We see development, democracy, and security as inextricably linked. We recognize that poverty alleviation cannot succeed without sustained economic growth, which requires that policymakers take seriously the challenge of good governance. At the same time, new and often fragile democracies cannot be reliably sustained, and democratic values cannot be spread further, unless we work hard and wisely at economic development. And no nation, no matter how powerful, can assure the safety of its people as long as economic desperation and injustice can mingle with tyranny and fanaticism.

Development is not a "soft" policy issue, but a core national security issue. [emphasis added]  Although we see a link between terrorism and poverty, we do not believe that poverty directly causes terrorism. Few terrorists are poor. The leaders of the September 11 group were all well-educated men, far from the bottom rungs of their societies. Poverty breeds frustration and resentment, which ideological entrepreneurs can turn into support for--or acquiescence to--terrorism, particularly in those countries in which poverty is coupled with a lack of political rights and basic freedoms.

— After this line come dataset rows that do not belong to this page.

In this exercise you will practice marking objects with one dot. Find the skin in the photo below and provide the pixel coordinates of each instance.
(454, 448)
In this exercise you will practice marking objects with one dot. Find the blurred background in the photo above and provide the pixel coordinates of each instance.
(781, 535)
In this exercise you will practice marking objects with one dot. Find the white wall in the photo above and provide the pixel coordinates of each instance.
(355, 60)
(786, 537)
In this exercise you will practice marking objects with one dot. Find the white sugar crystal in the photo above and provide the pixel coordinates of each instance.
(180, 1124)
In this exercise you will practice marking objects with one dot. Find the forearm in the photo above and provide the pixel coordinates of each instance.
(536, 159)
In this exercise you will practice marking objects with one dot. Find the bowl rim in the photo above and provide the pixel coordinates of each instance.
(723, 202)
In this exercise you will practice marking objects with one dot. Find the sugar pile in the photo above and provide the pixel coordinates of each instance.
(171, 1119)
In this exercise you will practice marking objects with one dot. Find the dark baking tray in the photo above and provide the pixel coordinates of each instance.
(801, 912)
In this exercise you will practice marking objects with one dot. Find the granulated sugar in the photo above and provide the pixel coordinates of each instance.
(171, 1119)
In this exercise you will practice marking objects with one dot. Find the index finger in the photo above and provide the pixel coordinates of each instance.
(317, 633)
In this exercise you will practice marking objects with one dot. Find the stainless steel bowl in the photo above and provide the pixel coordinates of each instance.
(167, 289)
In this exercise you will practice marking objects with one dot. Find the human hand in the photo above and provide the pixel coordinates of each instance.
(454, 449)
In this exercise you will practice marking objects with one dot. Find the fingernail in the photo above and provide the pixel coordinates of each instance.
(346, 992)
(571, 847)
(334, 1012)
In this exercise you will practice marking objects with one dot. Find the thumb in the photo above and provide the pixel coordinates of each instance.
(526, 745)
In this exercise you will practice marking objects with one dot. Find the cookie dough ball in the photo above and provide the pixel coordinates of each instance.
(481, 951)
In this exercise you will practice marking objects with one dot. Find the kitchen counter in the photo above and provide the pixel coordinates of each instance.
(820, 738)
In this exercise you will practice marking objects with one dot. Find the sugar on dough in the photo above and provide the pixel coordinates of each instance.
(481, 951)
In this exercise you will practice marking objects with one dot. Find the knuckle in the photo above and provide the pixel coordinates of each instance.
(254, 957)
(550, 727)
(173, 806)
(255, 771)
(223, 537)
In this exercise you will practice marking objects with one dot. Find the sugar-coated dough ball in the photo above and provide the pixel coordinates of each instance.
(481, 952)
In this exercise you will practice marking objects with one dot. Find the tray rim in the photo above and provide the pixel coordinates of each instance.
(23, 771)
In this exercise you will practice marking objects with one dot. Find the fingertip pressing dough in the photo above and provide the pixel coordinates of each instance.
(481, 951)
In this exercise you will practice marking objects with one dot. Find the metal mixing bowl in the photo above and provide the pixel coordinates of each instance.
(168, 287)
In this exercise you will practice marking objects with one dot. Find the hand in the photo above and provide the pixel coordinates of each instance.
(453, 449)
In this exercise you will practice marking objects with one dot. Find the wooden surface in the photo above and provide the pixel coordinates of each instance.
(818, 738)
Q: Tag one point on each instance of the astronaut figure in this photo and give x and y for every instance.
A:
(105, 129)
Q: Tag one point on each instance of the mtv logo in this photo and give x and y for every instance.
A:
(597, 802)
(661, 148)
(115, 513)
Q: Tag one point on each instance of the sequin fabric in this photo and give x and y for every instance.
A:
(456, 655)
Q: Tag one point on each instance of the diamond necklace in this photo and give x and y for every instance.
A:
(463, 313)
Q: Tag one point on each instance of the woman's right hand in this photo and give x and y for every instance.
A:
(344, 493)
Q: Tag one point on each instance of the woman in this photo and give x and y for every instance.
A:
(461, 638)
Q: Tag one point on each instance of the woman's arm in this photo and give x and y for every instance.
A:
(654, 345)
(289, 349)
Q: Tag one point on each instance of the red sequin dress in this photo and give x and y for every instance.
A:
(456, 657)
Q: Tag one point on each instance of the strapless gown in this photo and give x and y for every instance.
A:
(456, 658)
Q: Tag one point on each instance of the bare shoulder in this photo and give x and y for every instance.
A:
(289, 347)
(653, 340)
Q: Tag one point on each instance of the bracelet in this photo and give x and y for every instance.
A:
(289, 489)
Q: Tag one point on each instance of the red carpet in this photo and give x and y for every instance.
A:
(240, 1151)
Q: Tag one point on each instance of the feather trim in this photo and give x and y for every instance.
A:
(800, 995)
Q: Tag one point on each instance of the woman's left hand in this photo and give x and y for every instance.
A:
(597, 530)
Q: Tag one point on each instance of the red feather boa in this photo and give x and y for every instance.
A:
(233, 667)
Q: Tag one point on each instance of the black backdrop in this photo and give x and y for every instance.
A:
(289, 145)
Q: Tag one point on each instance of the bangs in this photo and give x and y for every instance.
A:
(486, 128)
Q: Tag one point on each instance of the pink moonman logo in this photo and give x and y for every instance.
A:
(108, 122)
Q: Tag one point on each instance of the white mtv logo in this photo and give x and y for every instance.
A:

Dr. Condoleezza Rice, in opening remarks to the Senate Foreign Relations Committee (PDF warning) during her confirmation hearings, plainly stated, "...We will strengthen the community of democracies to fight the threats to our common security and alleviate the hopelessness that feeds terror."

Over any time period you might care to examine, it will probably cost vastly less to produce a working malaria vaccine than to continue dribbling out foreign aid.  Even just promoting the prize would bolster the U.S. image abroad in exactly those countries where we are hurting the most, and successful development would have profound consequences for national security through the elimination of human suffering.  Seems like a good bargain.  The longer we wait, the worse it gets.